Owkin Inc, New York, USA.
Centre George François Leclerc, Dijon, France.
J Natl Cancer Inst. 2023 Sep 7;115(9):1099-1108. doi: 10.1093/jnci/djad109.
Many patients receiving adjuvant endocrine therapy (ET) for breast cancer experience side effects and reduced quality of life (QoL) and discontinue ET. We sought to describe these issues and develop a prediction model of early discontinuation of ET.
Among patients with hormone receptor-positive and HER2-negative stage I-III breast cancer of the Cancer Toxicities cohort (NCT01993498) who were prescribed adjuvant ET between 2012 and 2017, upon stratification by menopausal status, we evaluated adjuvant ET patterns including treatment change and patient-reported discontinuation and ET-associated toxicities and impact on QoL. Independent variables included clinical and demographic features, toxicities, and patient-reported outcomes. A machine-learning model to predict time to early discontinuation was trained and evaluated on a held-out validation set.
Patient-reported discontinuation rate of the first prescribed ET at 4 years was 30% and 35% in 4122 postmenopausal and 2087 premenopausal patients, respectively. Switching to a new ET was associated with higher symptom burden, poorer QoL, and higher discontinuation rate. Early discontinuation rate of adjuvant ET before treatment completion was 13% in postmenopausal and 15% in premenopausal patients. The early discontinuation model obtained a C index of 0.62 in the held-out validation set. Many aspects of QoL, most importantly fatigue and insomnia (European Organization for Research and Treatment of Cancer QoL questionnaire 30), were associated with early discontinuation.

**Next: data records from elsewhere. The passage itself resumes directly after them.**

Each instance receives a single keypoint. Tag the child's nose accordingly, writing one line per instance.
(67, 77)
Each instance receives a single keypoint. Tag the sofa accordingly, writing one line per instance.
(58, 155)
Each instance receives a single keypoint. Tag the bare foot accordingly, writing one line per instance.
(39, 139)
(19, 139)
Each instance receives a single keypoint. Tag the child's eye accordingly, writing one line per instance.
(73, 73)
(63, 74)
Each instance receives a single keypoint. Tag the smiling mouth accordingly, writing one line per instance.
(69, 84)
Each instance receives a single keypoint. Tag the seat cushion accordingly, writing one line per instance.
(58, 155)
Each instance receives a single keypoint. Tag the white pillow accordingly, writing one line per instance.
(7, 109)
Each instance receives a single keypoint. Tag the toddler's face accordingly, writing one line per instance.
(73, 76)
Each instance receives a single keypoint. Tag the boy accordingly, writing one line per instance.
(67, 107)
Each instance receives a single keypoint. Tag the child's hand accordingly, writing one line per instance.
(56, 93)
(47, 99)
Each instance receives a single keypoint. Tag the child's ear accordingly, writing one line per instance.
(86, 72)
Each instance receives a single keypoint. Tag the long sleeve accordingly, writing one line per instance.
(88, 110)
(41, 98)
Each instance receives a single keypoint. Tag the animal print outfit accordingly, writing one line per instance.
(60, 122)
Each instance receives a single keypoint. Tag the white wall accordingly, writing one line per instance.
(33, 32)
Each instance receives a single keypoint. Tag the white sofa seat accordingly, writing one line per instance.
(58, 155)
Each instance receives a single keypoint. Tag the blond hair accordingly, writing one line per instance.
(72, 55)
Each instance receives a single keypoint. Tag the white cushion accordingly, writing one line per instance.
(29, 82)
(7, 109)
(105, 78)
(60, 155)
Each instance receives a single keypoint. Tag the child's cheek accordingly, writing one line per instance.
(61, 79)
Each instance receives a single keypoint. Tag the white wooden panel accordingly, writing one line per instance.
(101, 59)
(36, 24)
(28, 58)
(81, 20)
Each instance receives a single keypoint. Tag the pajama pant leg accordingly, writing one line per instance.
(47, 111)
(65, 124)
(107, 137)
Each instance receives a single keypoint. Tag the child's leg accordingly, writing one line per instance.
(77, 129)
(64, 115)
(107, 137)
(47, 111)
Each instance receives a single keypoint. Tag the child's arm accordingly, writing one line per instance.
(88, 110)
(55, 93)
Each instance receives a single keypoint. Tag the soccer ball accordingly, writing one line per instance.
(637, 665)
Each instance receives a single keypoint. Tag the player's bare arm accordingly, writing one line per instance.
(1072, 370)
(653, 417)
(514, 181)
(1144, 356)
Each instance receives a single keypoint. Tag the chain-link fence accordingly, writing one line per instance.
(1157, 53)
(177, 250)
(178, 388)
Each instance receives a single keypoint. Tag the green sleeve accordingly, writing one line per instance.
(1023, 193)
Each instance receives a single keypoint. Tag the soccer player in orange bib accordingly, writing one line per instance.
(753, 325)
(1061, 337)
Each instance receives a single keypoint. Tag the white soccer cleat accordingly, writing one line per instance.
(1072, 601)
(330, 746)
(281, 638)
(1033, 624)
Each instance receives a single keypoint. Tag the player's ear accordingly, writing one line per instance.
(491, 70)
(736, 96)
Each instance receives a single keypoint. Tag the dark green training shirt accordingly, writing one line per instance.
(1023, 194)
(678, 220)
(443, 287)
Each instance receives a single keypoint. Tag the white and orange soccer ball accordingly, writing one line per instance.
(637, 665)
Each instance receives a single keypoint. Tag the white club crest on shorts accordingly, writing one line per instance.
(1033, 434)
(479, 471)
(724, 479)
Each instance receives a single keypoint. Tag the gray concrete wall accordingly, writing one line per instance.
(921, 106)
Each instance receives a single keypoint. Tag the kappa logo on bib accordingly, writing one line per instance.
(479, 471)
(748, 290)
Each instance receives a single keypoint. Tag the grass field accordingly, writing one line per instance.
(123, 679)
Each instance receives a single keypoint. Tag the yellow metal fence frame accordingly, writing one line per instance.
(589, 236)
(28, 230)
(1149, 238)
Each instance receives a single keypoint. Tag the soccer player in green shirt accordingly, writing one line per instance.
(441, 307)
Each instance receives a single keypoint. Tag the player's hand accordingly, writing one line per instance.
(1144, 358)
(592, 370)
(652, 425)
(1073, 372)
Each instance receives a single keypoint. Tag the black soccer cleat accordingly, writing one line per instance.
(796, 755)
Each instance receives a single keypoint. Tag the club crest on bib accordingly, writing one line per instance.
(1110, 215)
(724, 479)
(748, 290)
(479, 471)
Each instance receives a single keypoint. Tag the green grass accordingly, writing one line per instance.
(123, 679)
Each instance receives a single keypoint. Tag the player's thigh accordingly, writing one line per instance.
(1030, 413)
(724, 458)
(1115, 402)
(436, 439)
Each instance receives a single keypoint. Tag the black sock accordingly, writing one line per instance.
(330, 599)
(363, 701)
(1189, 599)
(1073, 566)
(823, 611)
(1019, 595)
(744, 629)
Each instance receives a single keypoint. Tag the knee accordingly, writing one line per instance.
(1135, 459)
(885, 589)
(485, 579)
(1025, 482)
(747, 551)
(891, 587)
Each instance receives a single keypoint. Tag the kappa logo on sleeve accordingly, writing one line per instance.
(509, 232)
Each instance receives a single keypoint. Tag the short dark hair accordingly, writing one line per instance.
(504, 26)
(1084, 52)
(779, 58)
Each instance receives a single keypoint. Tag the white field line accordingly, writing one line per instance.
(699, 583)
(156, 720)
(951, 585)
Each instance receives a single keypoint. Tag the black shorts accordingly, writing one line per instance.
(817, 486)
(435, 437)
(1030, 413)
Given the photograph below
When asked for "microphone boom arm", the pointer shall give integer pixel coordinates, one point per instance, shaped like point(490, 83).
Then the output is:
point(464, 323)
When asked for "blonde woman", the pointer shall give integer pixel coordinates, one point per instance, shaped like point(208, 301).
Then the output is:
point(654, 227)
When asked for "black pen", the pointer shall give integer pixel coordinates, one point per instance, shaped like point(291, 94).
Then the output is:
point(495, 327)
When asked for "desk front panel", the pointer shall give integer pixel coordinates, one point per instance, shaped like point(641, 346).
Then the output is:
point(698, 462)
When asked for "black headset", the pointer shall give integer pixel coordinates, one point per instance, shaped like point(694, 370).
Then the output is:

Tolerability and adherence to ET remains a challenge for patients who switch to a second ET. An early discontinuation model using patient-reported outcomes identifies patients likely to discontinue their adjuvant ET. Improved management of toxicities and novel more tolerable adjuvant ETs are needed for maintaining patients on treatment.
许多接受乳腺癌辅助内分泌治疗(ET)的患者出现副作用,生活质量(QoL)下降,并停止 ET。我们旨在描述这些问题,并建立 ET 早期停药的预测模型。
在 2012 年至 2017 年期间接受激素受体阳性和 HER2 阴性 I-III 期乳腺癌辅助 ET 治疗的癌症毒性队列(NCT01993498)患者中,根据绝经状态分层,我们评估了包括治疗改变和患者报告的停药以及 ET 相关毒性和对 QoL 的影响在内的辅助 ET 模式。独立变量包括临床和人口统计学特征、毒性和患者报告的结果。在保留的验证集中训练和评估了一种用于预测早期停药时间的机器学习模型。
在 4122 例绝经后和 2087 例绝经前患者中,4 年时首次规定 ET 的患者报告停药率分别为 30%和 35%。改用新的 ET 与更高的症状负担、更差的 QoL 和更高的停药率相关。在完成治疗之前,辅助 ET 的早期停药率在绝经后患者中为 13%,在绝经前患者中为 15%。早期停药模型在保留的验证集中获得了 0.62 的 C 指数。QoL 的许多方面,尤其是疲劳和失眠(欧洲癌症研究和治疗组织 QoL 问卷 30),与早期停药相关。
对于改用第二种 ET 的患者,ET 的耐受性和依从性仍然是一个挑战。使用患者报告的结果的早期停药模型可识别可能停止辅助 ET 的患者。需要更好地管理毒性和新型更耐受的辅助 ET,以维持患者的治疗。